Abergavenny Museum is a museum situated in the grounds of Abergavenny Castle, Abergavenny, Monmouthshire, south east Wales.

The museum is housed in the square 'keep' on the high point of the castle motte, in the hunting lodge built for the Marquess of Abergavenny in 1819 on the site. The castle grounds overlook the River Usk and Castle Meadows and is in Abergavenny town centre itself.

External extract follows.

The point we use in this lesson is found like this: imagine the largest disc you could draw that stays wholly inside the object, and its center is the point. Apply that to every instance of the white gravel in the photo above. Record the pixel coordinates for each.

== History of the museum ==
The museum had been mooted early in the 20th century but action to establish it only took place in the late 1950s at a period when parts of the old town of Abergavenny were undergoing some redevelopment and some interesting historical and archaeological artifacts came to light. Local residents realised that some action had to be taken to prevent these items from being lost forever and to provide a home for future finds. The action of local volunteers established the museum on its present site.

== The collection ==
The museum houses a collection of objects of local significance: old photographs of the landscape and town; archaeological finds discovered when the new 1960s Post Office and telephone exchange was built on part of the site of the Roman fort of Gobannium; earlier prehistoric finds dating from the Mesolithic, Bronze Age and Iron Age such as axe heads and arrow heads; items from the medieval and Tudor periods; a Welsh kitchen of the 1890s, a saddlers shop from 1900 to 1930 and Basil Jones' old grocers shop from Abergavenny town; and nationally valuable collections associated with Father Ignatius and Lady Llanover.

== Liaison with schools ==
Abergavenny Museum works closely with local schools and educational establishments. It provides a range of workshops covering the Celts and Romans locally to the Victorian kitchen.